On qualifie le système soviétique de totalitaire, dictatorial, et le peuple soviétique nomme le système américain capitaliste monopoliste. Si, des deux côtés, on s’injurie ainsi, il n’y a pas de collaboration possible. Il faut partir du fait historique de l’existence de deux systèmes approuvés par le peuple. C’est seulement sur cette base que la coopération est possible.
Pour ce qui est de la critique excessive à l’égard des monopoles et du totalitarisme, c’est de la propagande. Or, Staline déclare qu’il n’est pas un propagandiste, mais un homme d’action. Nous ne devons pas être sectaires, ajoute-t-il. Lorsqu’un peuple voudra changer de système, il le fera. Lorsque lui, (Staline), s’est rencontré avec Roosevelt pour discuter de questions militaires, ils ne se sont pas traités de monopoliste et de totalitariste, ce qui a beaucoup contribué à établir la coopération et à gagner la victoire sur l’ennemi.
Stassen dit que les critiques de ce genre contre les deux pays après la guerre ont été l’une des causes des malentendus. Il voudrait savoir si Staline espère un échange plus large d’idées, d’étudiants, d’instituteurs, d’artistes et de touristes, à l’avenir, au cas où la coopération s’établirait entre l’URSS et les Etats-Unis.

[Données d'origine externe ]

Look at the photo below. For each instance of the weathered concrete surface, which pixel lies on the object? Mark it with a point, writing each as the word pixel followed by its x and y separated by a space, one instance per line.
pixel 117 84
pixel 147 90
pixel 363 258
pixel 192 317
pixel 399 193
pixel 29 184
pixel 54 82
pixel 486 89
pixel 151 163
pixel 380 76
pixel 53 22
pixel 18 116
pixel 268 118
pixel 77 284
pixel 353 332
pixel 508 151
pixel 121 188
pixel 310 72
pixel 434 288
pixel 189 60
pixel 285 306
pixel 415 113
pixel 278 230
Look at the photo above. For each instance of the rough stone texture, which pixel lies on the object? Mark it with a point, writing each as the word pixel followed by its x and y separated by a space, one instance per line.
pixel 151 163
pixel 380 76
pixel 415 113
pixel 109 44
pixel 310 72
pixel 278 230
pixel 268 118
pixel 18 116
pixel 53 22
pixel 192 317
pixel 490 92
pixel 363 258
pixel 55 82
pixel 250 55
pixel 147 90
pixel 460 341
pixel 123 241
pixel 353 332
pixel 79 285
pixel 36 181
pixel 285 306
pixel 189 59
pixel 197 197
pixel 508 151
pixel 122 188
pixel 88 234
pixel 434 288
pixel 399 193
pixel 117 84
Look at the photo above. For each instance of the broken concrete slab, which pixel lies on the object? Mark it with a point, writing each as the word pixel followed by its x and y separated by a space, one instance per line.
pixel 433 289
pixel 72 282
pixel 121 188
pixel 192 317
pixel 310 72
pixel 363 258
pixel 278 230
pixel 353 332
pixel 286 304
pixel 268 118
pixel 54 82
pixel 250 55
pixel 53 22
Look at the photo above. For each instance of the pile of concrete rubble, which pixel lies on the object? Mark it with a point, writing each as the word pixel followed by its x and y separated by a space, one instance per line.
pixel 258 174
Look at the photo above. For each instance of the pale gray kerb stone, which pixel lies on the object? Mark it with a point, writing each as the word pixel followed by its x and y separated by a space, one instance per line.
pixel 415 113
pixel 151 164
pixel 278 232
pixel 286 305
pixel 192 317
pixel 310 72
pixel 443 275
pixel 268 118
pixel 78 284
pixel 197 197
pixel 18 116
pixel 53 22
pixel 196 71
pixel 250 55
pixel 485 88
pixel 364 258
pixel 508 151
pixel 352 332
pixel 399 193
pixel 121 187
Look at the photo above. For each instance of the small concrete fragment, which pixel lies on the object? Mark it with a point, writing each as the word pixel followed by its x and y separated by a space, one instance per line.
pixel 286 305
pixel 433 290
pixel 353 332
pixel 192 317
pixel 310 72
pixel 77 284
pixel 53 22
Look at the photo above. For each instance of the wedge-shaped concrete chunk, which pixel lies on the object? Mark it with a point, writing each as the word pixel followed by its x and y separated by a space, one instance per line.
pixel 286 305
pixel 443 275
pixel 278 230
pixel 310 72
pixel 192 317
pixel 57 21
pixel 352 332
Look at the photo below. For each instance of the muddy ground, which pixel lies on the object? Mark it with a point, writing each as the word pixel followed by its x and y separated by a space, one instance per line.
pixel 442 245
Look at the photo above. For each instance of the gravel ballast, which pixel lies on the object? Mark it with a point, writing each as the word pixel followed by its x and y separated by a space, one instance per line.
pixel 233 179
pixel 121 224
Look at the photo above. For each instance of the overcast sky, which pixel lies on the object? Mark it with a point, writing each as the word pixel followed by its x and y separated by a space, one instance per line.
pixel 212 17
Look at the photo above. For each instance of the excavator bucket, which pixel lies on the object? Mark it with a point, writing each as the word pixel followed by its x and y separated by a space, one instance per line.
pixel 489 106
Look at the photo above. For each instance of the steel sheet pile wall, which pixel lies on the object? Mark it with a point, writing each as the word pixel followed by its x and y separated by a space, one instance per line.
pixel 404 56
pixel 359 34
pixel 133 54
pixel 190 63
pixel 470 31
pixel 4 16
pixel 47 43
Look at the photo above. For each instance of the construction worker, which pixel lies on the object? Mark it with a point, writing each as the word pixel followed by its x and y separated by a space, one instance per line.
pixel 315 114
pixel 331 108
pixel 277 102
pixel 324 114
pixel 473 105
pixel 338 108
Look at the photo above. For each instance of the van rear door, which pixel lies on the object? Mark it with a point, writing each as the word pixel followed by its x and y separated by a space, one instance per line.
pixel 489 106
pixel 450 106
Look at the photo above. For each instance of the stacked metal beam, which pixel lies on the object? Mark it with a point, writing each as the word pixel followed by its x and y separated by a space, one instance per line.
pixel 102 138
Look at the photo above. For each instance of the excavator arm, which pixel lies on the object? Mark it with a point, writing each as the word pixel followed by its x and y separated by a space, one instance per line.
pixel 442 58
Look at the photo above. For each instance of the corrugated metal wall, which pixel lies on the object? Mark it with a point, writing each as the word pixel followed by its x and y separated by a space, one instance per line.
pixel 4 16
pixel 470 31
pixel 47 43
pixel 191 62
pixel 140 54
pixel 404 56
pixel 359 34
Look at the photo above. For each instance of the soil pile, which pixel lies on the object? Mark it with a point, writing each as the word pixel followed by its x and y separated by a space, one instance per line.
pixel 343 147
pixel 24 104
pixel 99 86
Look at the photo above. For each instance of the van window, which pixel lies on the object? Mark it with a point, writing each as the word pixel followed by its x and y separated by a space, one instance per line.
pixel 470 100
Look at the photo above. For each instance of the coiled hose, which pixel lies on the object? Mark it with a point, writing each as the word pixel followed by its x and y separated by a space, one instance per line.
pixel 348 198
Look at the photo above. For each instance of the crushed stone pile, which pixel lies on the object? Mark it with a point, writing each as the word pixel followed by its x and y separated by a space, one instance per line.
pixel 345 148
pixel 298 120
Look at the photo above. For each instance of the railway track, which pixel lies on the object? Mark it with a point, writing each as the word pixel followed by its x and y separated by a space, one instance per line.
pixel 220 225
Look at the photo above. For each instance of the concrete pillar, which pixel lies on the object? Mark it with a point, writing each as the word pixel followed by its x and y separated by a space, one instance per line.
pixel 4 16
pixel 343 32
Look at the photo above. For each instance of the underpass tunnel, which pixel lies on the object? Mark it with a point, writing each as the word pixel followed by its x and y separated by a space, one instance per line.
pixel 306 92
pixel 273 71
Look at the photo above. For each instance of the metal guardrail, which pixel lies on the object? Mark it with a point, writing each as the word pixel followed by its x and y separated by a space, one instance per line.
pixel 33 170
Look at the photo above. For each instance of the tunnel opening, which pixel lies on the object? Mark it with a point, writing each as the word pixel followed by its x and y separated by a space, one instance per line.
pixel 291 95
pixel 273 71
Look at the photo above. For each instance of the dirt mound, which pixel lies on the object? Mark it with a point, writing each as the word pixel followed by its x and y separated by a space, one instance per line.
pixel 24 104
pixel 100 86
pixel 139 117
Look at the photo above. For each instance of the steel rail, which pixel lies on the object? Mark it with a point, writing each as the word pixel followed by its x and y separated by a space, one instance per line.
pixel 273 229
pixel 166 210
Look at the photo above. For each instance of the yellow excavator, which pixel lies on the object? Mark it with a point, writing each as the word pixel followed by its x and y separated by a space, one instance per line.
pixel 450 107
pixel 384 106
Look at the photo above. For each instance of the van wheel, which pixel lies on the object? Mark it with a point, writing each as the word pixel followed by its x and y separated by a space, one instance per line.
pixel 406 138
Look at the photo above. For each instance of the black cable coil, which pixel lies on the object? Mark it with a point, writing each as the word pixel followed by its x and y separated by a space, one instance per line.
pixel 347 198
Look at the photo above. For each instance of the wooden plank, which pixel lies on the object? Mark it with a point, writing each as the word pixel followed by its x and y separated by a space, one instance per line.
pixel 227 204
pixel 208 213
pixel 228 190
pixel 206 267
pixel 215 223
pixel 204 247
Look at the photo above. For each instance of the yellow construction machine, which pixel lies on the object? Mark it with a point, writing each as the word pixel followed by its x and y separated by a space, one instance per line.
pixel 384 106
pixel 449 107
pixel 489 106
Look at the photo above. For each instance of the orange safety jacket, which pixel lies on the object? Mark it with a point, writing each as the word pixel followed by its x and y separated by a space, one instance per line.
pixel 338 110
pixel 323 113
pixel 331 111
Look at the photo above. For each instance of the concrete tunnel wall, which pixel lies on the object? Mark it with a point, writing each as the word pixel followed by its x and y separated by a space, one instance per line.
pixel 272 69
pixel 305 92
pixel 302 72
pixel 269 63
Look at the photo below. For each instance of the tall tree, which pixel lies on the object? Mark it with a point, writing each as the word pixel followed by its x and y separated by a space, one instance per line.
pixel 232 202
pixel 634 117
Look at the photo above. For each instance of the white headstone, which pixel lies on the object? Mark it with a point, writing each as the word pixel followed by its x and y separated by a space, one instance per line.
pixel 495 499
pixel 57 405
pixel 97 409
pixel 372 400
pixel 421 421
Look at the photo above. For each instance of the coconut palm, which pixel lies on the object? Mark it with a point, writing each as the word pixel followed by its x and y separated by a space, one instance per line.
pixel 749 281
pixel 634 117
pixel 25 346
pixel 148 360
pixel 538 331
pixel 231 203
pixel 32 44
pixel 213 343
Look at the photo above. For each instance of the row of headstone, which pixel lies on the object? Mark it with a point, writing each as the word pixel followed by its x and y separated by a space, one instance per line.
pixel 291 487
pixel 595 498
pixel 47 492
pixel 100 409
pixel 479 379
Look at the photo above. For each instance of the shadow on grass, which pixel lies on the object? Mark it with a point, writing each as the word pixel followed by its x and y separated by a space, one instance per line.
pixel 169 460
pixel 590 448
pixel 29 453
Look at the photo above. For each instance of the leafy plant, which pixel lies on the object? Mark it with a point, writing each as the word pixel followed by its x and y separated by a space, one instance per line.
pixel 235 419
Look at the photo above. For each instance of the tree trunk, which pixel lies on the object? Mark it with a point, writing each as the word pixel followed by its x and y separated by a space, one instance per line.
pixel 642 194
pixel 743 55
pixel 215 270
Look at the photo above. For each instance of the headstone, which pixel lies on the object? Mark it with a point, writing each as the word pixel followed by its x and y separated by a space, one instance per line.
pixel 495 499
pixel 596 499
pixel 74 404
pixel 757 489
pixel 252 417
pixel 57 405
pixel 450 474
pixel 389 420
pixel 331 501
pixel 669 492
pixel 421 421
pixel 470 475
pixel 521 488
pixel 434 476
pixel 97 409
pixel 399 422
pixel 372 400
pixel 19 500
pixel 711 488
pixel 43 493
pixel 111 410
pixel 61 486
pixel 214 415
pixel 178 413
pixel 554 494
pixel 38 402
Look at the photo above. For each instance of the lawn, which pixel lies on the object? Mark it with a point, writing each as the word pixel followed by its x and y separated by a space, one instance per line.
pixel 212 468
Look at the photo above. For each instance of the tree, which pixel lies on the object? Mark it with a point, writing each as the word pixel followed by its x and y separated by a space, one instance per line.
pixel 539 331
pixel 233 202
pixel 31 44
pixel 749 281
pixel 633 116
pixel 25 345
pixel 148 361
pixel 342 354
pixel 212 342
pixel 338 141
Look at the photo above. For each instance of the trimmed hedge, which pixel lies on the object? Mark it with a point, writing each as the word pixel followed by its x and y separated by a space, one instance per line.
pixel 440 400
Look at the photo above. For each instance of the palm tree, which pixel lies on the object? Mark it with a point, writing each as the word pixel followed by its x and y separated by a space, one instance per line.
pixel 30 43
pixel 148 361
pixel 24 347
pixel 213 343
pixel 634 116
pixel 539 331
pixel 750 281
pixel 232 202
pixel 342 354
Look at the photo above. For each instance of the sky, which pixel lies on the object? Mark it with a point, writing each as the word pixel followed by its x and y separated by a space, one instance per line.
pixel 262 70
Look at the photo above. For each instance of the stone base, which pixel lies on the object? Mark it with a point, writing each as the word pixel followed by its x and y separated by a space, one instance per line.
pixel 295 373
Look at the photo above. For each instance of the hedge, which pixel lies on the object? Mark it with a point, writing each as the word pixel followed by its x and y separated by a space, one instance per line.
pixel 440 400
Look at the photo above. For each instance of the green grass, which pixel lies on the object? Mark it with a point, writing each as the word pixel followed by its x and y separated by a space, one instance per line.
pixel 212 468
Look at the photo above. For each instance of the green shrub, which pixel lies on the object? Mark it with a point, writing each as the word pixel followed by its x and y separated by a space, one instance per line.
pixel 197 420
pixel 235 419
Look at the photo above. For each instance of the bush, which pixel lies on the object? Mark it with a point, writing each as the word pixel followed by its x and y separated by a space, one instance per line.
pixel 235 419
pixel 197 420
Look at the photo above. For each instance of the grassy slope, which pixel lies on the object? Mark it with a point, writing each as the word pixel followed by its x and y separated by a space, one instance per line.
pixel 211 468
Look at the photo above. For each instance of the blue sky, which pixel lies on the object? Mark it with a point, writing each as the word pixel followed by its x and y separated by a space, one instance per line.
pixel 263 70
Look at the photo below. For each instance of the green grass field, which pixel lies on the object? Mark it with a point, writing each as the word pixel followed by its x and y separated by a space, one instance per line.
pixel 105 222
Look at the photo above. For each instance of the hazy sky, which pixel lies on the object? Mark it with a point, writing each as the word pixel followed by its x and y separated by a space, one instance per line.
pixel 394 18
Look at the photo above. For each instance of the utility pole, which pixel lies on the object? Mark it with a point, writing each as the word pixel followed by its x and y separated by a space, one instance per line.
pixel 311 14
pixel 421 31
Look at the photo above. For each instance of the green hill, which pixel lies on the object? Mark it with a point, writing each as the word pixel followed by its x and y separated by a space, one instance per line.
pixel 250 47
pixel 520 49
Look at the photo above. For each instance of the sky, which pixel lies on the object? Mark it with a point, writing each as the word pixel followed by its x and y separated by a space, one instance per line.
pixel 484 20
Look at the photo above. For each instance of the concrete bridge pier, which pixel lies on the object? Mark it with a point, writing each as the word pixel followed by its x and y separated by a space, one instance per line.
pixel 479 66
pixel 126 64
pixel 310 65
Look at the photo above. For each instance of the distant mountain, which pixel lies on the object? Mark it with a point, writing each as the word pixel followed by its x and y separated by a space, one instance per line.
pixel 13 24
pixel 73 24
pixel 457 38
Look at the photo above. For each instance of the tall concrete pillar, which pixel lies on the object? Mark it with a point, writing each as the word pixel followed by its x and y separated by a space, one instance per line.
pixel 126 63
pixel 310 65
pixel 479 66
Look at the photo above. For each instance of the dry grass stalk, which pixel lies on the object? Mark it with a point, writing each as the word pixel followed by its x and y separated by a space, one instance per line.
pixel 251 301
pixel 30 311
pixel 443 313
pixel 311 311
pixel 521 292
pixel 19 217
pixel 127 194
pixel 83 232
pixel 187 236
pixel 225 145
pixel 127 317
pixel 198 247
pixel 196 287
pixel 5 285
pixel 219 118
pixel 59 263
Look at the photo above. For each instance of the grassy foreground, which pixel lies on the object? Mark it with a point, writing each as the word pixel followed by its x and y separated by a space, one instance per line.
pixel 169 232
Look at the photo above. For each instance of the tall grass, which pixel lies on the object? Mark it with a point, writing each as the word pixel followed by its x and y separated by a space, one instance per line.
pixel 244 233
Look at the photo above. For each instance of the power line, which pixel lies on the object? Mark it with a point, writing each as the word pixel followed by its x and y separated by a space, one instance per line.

Staline répond que, dans ce cas, ce sera inévitable. L’échange de marchandises entraîne l’échange des hommes.
Stassen dit que, dans le passé, des malentendus se sont élevés entre l’URSS et les Etats-Unis parce que, du côté soviétique, on ne souhaitait pas un échange d’idées. On en trouve l’expression dans l’introduction de la censure des rapports des correspondants étrangers de Moscou. Ainsi, par exemple, le refus de permettre au New York Herald Tribune d’envoyer son correspondant à Moscou, était une des raisons de l’absence de compréhension entre les peuples de l’URSS et des Etats-Unis.
Staline répond qu’il y eut, en effet, refus d’accorder le visa au correspondant du New York Herald Tribune ! C’était un malentendu fortuit qui n’avait rien à faire avec la politique du gouvernement soviétique. Lui (Staline) sait que le New York Herald Tribune est un journal sérieux. Or, le fait que l’attitude de certains correspondants américains à l’égard de l’Union Soviétique est inamicale a aussi son importance.
Stassen répond qu’en effet, il y eut de tels correspondants. Le correspondant du New York Herald Tribune reçut l’autorisation de venir à Moscou, mais seulement pendant la session du Conseil des ministres des Affaires étrangères. Maintenant, ce journal voudrait avoir un correspondant permanent à Moscou. Le New York Herald Tribune est l’organe principal des républicains, ce qui est d’une signification d’autant plus grande maintenant que les républicains forment la majorité au Congrès.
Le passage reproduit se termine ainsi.